Book of Beasts is accompanied by a richly illuminated volume, Book of Beasts: The Bestiary in the Medieval World, which has 270 illustrations and scholarship from leading academics within the fields of medieval manuscripts and the interpretation of animals in the Middle Ages. The volume was edited by Elizabeth Morrison, senior curator of manuscripts at the J. Paul Getty Museum, along with Larisa Grollemond, assistant curator of manuscripts also at the Getty. I spoke with Dr. Grollemond about how the exhibition came about and why bestiaries have become a source of fascination today in everything from Tolkien to J.K. Rowling.
As Grollemond notes, this exhibition draws upon a smaller one organized by Morrison back in 2007 called Medieval Beasts. This was the year that the Northumberland Bestiary, a well illustrated, thirteenth-century English bestiary, was acquired by the Getty, making the research center a global hub for the genre. In 2017, UCLA’s Center for Medieval and Renaissance Studies and the J. Paul Getty Museum’s Manuscripts Department hosted scholars for an interdisciplinary symposium, “The Ark After Noah: Books, Beasts, and Bodies of Knowledge.” From there, Morrison and Grollemond worked to make this unique exhibition into something that underscored not only the bestiary texts themselves, but the relationship between literary animals and other medieval objects. Grollemond says:
Scholarly focus on the bestiary had largely been dedicated to tracing the development of and variations between the texts, and so Beth and I wanted to shift attention towards the visual tradition, which is why the exhibition includes not only many of the most important bestiary manuscripts created during the Middle Ages, but also objects in a variety of other media that show how the bestiary’s animals and stories became a part of the visual vocabulary of the Middle Ages, popular across Europe for many hundreds of years.
As Book of Beasts underscores throughout, manuscripts do not exist in a vacuum. Unicorns could be seen in many medieval bestiaries, but they also appear in household objects like a fifteenth-century German unicorn aquamanile (water vessel), which is brought here by loan from the Metropolitan Museum of Art.
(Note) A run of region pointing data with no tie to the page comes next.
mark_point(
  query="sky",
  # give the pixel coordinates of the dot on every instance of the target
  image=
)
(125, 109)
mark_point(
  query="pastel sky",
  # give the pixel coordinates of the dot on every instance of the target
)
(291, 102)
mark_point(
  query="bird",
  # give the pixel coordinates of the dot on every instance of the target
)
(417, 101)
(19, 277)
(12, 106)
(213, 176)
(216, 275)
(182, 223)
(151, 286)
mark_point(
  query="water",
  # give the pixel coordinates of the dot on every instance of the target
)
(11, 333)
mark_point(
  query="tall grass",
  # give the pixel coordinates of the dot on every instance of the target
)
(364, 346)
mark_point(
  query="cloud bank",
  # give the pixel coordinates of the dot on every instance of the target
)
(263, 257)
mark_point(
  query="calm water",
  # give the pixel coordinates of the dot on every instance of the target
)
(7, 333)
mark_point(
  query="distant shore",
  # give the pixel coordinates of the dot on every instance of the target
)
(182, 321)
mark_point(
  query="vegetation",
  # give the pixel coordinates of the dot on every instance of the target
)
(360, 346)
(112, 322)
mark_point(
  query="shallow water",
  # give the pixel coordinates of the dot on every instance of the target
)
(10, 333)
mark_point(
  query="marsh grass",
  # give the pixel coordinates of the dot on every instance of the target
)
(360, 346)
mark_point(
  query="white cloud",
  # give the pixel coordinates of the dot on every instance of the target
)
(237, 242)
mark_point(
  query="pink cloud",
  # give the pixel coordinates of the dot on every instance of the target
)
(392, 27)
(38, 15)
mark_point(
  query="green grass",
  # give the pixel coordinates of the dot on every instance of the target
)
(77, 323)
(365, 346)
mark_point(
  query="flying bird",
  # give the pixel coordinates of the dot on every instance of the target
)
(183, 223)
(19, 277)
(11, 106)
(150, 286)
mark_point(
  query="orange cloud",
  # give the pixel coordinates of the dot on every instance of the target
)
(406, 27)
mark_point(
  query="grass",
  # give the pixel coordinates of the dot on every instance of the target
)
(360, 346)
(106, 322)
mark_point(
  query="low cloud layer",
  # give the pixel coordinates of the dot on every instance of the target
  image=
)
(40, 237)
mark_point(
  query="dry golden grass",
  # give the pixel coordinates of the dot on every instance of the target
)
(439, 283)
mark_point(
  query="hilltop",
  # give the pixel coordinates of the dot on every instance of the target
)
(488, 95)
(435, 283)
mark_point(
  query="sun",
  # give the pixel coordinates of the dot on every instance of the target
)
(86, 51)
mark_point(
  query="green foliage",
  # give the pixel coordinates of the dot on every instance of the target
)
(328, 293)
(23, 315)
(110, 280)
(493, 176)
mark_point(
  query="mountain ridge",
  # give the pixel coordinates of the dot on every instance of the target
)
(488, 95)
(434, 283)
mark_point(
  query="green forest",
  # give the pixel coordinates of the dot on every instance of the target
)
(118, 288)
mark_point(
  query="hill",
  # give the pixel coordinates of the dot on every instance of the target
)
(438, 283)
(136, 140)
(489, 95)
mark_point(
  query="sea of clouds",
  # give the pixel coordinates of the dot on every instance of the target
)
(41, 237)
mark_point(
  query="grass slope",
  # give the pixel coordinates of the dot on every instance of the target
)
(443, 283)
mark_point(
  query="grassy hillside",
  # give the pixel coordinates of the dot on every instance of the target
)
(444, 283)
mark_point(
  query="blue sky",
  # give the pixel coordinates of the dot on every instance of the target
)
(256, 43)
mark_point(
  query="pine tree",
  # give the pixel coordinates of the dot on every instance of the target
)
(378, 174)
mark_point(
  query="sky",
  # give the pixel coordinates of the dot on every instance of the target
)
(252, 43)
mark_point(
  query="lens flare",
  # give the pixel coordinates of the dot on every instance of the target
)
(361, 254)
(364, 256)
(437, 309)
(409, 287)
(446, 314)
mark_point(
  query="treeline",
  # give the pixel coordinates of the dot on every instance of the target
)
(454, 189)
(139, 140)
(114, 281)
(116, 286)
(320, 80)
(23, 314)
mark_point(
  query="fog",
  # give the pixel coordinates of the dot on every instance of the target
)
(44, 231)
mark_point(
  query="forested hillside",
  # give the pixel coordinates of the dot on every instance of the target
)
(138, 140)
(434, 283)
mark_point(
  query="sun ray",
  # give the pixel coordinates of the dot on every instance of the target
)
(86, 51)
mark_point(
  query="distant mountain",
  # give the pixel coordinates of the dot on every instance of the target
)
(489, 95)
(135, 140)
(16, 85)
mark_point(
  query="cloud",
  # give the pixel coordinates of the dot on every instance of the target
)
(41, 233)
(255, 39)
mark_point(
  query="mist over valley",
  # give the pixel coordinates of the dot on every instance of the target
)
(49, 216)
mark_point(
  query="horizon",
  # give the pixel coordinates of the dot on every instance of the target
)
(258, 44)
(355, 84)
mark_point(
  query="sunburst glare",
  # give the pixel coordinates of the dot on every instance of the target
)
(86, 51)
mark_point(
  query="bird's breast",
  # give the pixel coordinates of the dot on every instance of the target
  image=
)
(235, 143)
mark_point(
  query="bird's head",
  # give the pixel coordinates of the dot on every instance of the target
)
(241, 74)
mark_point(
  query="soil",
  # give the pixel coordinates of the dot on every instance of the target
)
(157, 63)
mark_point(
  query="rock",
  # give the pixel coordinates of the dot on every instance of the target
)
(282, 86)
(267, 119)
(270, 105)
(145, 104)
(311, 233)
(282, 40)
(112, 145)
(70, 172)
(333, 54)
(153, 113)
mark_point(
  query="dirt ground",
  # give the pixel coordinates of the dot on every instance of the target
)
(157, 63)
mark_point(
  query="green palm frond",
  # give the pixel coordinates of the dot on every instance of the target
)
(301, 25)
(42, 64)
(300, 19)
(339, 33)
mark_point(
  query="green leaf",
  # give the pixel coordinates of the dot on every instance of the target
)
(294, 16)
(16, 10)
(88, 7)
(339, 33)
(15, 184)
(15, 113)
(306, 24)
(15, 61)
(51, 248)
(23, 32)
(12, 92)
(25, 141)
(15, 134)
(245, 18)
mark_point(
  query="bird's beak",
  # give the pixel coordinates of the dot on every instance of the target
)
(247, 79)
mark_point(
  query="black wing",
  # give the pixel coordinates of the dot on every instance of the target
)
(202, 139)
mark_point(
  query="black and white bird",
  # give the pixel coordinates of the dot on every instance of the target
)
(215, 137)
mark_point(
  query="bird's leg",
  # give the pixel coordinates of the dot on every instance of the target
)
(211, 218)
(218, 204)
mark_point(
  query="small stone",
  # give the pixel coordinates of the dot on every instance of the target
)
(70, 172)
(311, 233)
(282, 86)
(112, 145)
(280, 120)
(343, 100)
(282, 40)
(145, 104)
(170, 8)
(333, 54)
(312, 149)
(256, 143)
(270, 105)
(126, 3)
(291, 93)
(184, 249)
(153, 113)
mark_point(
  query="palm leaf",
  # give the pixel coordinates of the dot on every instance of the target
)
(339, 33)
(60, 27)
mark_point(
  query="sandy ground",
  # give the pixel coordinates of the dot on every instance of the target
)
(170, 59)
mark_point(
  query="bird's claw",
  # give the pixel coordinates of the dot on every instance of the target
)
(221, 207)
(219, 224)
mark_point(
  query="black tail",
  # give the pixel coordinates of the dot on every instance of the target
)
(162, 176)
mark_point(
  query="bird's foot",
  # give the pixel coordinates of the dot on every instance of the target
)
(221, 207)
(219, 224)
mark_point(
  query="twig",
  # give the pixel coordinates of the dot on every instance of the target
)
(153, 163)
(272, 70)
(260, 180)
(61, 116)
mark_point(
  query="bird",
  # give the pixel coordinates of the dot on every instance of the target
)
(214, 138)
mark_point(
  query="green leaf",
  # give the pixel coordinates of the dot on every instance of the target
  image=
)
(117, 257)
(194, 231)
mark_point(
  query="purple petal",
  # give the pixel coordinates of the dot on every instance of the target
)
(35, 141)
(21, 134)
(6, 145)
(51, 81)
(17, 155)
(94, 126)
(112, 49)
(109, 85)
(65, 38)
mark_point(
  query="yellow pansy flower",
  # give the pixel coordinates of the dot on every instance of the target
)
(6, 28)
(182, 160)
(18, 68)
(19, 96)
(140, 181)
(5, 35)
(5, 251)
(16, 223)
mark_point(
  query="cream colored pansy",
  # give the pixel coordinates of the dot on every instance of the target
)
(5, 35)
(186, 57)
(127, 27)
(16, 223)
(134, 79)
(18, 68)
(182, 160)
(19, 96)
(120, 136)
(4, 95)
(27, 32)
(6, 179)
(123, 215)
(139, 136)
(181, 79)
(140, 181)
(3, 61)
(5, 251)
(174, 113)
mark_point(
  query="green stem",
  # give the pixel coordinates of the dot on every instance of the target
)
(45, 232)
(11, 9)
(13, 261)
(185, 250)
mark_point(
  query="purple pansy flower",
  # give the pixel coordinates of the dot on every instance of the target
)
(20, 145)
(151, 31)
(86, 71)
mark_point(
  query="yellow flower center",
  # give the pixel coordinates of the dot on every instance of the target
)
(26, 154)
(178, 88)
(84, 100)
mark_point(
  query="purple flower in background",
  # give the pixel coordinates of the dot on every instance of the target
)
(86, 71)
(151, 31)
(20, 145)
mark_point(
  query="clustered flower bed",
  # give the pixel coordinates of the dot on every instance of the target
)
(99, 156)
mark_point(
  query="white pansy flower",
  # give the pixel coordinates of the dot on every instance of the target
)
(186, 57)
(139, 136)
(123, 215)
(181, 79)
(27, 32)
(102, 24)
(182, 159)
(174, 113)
Objects, texts, and ideas all influence each other.
While some visitors may be astonished to discover previously unknown medieval animals, they will likely also connect to the recognizable visual language communicated by these illuminated manuscripts. As Grollemond notes:
One thing that visitors to the exhibition may not know is how familiar they already are with the bestiary — common sayings including “lion, king of beasts,” “wily as a fox,” “crying crocodile tears,” and “memory like an elephant” are all based on the characterizations of animals from the medieval bestiary. So much of our received wisdom about animals and the way they supposedly behave and their personality traits are directly taken from the bestiary and have been so ingrained in western consciousness that they’re like second nature to the way people still think about the animal world.
Grollemond relates that the original illuminations are important to understand, but so is how they have been received by popular culture. Gauging the impact of the medieval bestiary relies in part on seeing how the illuminations influenced art, media, and texts today:
Animals especially associated with the Middle Ages, like unicorns, dragons, and griffins, continue to fascinate contemporary audiences, especially seen in pop culture icons like Harry Potter and Game of Thrones. The visual legacy of the bestiary itself is reflected in the last section of the exhibition, which collects together works by a number of modern and contemporary artists who either work with the combination of text and image centering on animal allegories, or are exploring the points of intersection between the human and animal worlds.
The exhibition corrects the idea that medieval bestiaries were intended as comprehensive natural history encyclopedias and instead demonstrates that they were created for different audiences and reasons. Grollemond remarks that bestiary manuscripts were originally used within monasteries for the education of monks, but also came to influence the sermons given to the lay public. The wealthy may have often commissioned them, and those at court reveled in their tales. But regular people would have also understood their aesthetics even if they could not afford to buy one for themselves.
As Augustine first said, “Ignorance of things, too, renders figurative expressions obscure” and Book of Beasts helps to disintegrate modern ignorance over the language of allegorical animals in the Middle Ages. Revising our understanding of dragons, unicorns, or a deceptively mundane salamander means that we can perhaps begin to see beyond the fantastical or monstrous elements of the medieval bestiary. As Book of Beasts demonstrates, medieval bestiaries were not simply animal encyclopedias, but instead illustrated the vast dominion of mankind and of nature by cataloguing all living things. They also spoke to humanity’s perceived virtues and vices: fears of the devil could be seen in the dragon, the ideals of purity and chastity in the unicorn, and conceptions of righteousness within the fiery salamander. Translating the meaning of these animals today means uncovering the embedded ideals, fears, and anxieties that prevailed during the Middle Ages — and asking ourselves what our own modern obsession with monsters and fantastical beasts may say about us.